Le previsioni del rischio e le indagini scientifiche a tutto campo sono sfondo di un bell’articolo apparso oggi su Nature e fra gli esempi di quella che la prestigiosa rivista chiama la ricerca a lungo termine, appare anche l’Osservatorio Vesuviano, sezione napoletana dell’INGV.
Decenni e spesso secoli sono necessari alla scienza per conseguire risultati importanti per l’intera umanità e lo stesso dicasi per la comprensione del funzionamento di un vulcano.
Dopo 172 anni di attività, la citazione odierna su Nature rende merito al lavoro svolto in campo vulcanologico da questa struttura, sia sul fronte della ricerca che su quello della sorveglianza.

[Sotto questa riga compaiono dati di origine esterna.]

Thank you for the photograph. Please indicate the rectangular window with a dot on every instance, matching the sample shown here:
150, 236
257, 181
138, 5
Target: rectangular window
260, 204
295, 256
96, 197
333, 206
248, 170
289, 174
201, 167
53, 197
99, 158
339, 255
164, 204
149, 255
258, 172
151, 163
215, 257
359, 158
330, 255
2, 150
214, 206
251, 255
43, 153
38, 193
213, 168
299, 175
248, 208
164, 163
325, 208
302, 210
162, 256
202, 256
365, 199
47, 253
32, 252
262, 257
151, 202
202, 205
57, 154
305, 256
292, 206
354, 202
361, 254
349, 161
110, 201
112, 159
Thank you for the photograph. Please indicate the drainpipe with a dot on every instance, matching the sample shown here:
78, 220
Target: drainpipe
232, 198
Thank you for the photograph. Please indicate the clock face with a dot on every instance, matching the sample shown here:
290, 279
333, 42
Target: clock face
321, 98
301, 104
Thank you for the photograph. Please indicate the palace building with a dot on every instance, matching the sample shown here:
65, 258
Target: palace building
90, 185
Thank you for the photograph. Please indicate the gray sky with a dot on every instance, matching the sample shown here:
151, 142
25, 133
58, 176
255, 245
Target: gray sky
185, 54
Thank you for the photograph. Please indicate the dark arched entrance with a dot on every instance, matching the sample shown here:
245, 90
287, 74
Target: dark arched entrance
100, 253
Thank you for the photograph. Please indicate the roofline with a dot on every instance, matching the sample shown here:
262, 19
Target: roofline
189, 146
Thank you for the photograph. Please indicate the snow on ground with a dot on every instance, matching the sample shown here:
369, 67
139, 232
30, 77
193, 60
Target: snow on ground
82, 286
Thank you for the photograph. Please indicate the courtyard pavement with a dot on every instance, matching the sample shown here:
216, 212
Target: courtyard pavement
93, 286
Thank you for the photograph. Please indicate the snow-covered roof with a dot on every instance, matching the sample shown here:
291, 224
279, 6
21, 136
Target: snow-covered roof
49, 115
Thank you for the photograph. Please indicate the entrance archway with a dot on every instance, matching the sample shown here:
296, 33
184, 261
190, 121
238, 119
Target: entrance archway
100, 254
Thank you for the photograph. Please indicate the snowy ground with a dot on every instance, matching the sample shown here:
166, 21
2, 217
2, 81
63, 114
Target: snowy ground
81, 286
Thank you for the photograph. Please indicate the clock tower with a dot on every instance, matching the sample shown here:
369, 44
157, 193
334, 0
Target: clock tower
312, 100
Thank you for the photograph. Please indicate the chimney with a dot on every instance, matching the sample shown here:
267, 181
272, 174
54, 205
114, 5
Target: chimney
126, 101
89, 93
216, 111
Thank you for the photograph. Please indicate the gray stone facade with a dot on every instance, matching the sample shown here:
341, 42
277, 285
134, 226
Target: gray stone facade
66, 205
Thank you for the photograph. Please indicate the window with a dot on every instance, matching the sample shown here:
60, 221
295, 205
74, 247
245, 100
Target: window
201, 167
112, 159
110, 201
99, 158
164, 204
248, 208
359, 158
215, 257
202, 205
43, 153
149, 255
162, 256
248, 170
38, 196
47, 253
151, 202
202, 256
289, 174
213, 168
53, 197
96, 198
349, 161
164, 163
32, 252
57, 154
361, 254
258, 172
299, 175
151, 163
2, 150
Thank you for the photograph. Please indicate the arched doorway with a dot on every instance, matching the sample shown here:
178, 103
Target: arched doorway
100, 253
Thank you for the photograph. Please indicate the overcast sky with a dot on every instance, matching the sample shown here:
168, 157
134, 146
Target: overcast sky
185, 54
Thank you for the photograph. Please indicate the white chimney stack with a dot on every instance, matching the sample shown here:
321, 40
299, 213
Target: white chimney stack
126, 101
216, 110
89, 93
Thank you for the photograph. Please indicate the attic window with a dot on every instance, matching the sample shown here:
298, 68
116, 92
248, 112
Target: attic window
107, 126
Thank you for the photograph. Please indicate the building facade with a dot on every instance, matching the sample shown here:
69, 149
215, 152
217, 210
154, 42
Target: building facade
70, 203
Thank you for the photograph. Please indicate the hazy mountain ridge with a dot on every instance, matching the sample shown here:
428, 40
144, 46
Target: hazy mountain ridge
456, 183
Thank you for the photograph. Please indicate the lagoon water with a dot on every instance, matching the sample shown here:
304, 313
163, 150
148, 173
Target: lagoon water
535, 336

“A far grande l’Osservatorio Vesuviano hanno contribuito, fin dalla sua fondazione nel 1841, direttori della grandezza di Macedonio Melloni, definito tra i più grandi fisici italiani del XIX secolo, insignito della Rumford Medal, l’equivalente del premio Nobel attuale; Raffaele Matteucci, medaglia d’oro al valore per la gestione dell’eruzione vesuviana del 1906; Giuseppe Mercalli, uno dei più grandi sismologi tra il XIX e il XX secolo e tanti altri scienziati e tecnici, in forza all’Osservatorio Vesuviano, che hanno operato e operano tutt’oggi, talvolta in condizioni estreme, sul vulcano napoletano quiescente da circa 70 anni, ma considerato a più alto rischio nel mondo, vista la situazione urbanistica e demografica che caratterizza le aree circostanti”, commenta il Dott. Giovanni Ricciardi (Ricercatore geofisico dell’INGV e autore dell’opera “Diario del Monte Vesuvio” edito da ESA).